Daishu hâlâ odadaydı, hemen sedirin yanına gelip Tanchun’ün mesajını iletmek istedi. Daiyu bir süre ona gözünü dikip baktı, başını salladı. Kısa bir süre daha geçti.

“Eve döndüğünde Bayan Tan’e selamlarımı söyle.” dedi.

Daishu, Daiyu’nün gitmesini istediğini düşünerek sessizce odadan çıktı. Daiyu’nün durumu çok ciddi olduğu hâlde, aklı yerindeydi.

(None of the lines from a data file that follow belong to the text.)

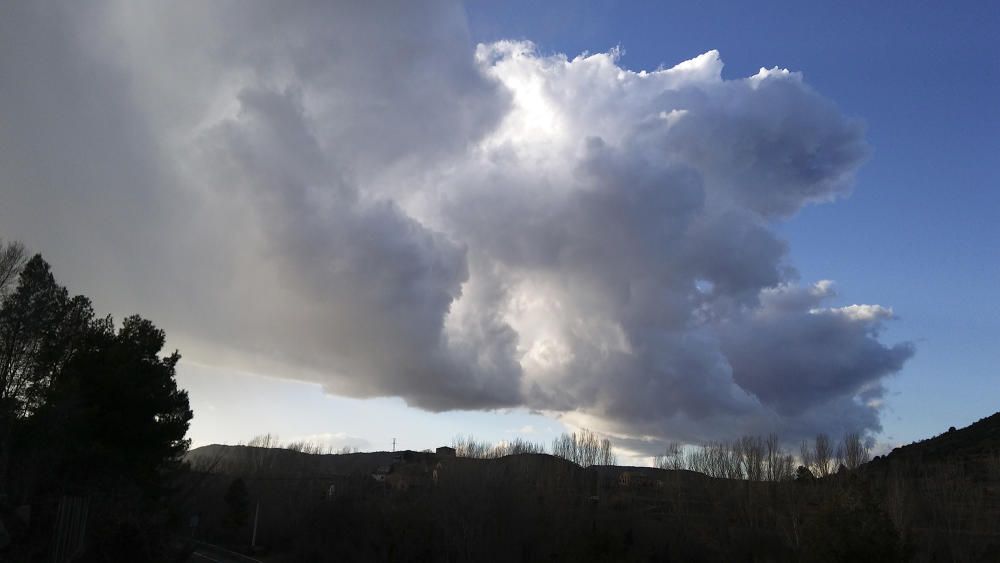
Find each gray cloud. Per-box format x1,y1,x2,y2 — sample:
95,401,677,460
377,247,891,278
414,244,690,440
0,1,913,454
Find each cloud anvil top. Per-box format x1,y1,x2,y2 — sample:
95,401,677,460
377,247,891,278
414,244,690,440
0,2,914,454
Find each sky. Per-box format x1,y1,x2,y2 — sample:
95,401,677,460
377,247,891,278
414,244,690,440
0,0,1000,463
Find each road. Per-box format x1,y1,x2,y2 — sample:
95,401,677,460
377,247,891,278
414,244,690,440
188,541,262,563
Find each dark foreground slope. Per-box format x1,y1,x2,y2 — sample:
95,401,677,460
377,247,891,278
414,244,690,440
180,415,1000,562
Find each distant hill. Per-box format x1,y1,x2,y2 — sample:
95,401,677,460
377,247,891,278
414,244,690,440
872,412,1000,465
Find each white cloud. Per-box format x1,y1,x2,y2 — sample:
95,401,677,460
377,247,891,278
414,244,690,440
0,2,912,451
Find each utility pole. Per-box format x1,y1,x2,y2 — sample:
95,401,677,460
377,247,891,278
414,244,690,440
250,500,260,550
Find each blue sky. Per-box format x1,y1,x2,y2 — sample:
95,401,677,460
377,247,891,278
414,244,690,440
468,1,1000,443
0,0,1000,463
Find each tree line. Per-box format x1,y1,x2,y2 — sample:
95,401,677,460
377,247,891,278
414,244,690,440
0,241,192,561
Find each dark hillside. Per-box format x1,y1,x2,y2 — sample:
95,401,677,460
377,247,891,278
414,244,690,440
873,412,1000,465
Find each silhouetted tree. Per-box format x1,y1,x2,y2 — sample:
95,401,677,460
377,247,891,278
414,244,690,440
223,477,250,528
0,254,192,561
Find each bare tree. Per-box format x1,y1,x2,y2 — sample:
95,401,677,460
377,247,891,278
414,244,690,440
799,440,815,471
837,432,871,469
813,434,833,477
653,442,685,470
552,430,618,467
734,436,765,481
0,239,28,300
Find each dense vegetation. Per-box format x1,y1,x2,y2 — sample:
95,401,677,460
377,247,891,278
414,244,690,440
184,415,1000,562
0,241,192,562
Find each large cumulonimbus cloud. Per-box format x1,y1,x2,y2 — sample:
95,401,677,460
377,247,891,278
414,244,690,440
0,2,913,448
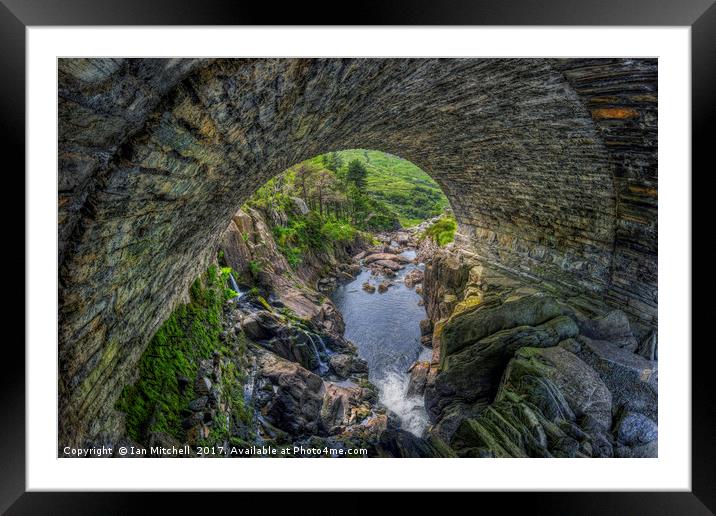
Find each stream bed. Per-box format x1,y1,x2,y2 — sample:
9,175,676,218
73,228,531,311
331,250,431,436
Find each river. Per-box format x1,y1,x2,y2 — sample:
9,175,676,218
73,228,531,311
331,250,431,436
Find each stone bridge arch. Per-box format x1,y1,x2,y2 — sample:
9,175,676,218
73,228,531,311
58,55,657,442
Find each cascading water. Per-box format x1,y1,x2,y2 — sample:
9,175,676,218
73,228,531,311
331,251,430,436
229,272,244,299
303,331,328,375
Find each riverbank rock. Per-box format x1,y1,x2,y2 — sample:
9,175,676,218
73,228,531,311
328,353,368,378
257,351,325,436
425,310,578,419
378,280,393,294
320,382,371,435
363,253,410,265
451,346,613,457
577,310,639,352
579,336,659,421
403,269,423,288
406,361,430,396
373,260,403,272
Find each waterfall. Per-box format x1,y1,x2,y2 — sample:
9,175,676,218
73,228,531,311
302,330,328,375
229,272,244,299
315,333,328,353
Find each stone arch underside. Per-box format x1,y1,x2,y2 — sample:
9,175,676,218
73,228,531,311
59,55,657,442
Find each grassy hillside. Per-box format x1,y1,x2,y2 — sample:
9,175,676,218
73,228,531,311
311,149,448,227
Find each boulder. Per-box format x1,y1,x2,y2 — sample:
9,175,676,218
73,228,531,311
241,310,283,340
372,260,403,272
328,353,368,378
189,396,209,412
362,281,375,294
393,231,410,245
257,350,325,437
578,336,659,421
425,315,578,418
291,197,309,215
369,428,454,457
495,346,612,431
404,269,423,288
194,376,212,396
614,410,659,447
450,346,613,457
363,253,410,264
636,330,658,360
406,361,430,396
442,294,576,355
420,319,433,335
378,280,393,294
320,382,370,435
577,310,638,352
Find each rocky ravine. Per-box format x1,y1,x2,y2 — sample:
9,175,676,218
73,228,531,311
110,209,450,457
410,224,658,457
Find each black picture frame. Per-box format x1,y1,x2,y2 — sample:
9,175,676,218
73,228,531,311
0,0,716,515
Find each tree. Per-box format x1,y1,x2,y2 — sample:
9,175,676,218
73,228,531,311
316,169,334,217
322,152,343,172
296,163,316,202
346,159,368,190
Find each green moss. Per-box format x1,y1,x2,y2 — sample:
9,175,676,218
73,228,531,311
117,266,232,442
422,215,457,247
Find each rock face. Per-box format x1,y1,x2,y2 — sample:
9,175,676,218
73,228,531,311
58,59,657,444
259,353,325,436
411,236,658,457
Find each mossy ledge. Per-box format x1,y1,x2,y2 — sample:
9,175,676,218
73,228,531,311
116,265,250,443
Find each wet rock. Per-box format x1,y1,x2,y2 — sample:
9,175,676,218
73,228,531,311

Daishu’nun geldiğini fark etmiş, Xueyan ile konuşmalarının birkaç kelimesini belli belirsiz duymuştu. Bir misafirle sohbete gücü olmadığından uyuyor gibi yapmıştı. Ama sohbet ilerledikçe, gerçek sandığı şeyin aslında sadece bir tekliften başka bir şey olmadığını anladı. Sonra Daishu’nun, büyük hanımefendinin Baoyu’yü, orada yaşayan kuzenlerinden biriyle evlendirme niyetiyle ilgili Xifeng’ın sözlerini aktardığını duydu. Kendisinden başka kim olabilirdi? Kış gün dönümünde Yin’in Yang’a hayat vermesi gibi, onun zihnindeki karanlık da aydınlığa hayat verdi. Birden zihni açıldı, biraz su içmeye, hatta Daishu’yla konuşmaya karar verdi.

Tam o sırada, Zijuan’in acil çağrısına karşı Büyükanne Jia, Wang Hanım, Li Wan ve Xifeng içeri girdiler. Daiyu’nün içindeki şüpheler öylesine aniden dağıldı ki artık Zijuan’in anlattığı gibi ölmekte olan bir kız görüntüsü yoktu. Hâlâ hâlsiz ve keyifsizdi ama biraz çabayla sorularına birkaç kelimeyle cevap verebildi. Xifeng Zijuan’i yanına çağırıp sorguladı.

“Bayan Lin senin anlattığın kadar hasta değilmiş. Neden o kadar abarttın? Ödümüz koptu!” dedi.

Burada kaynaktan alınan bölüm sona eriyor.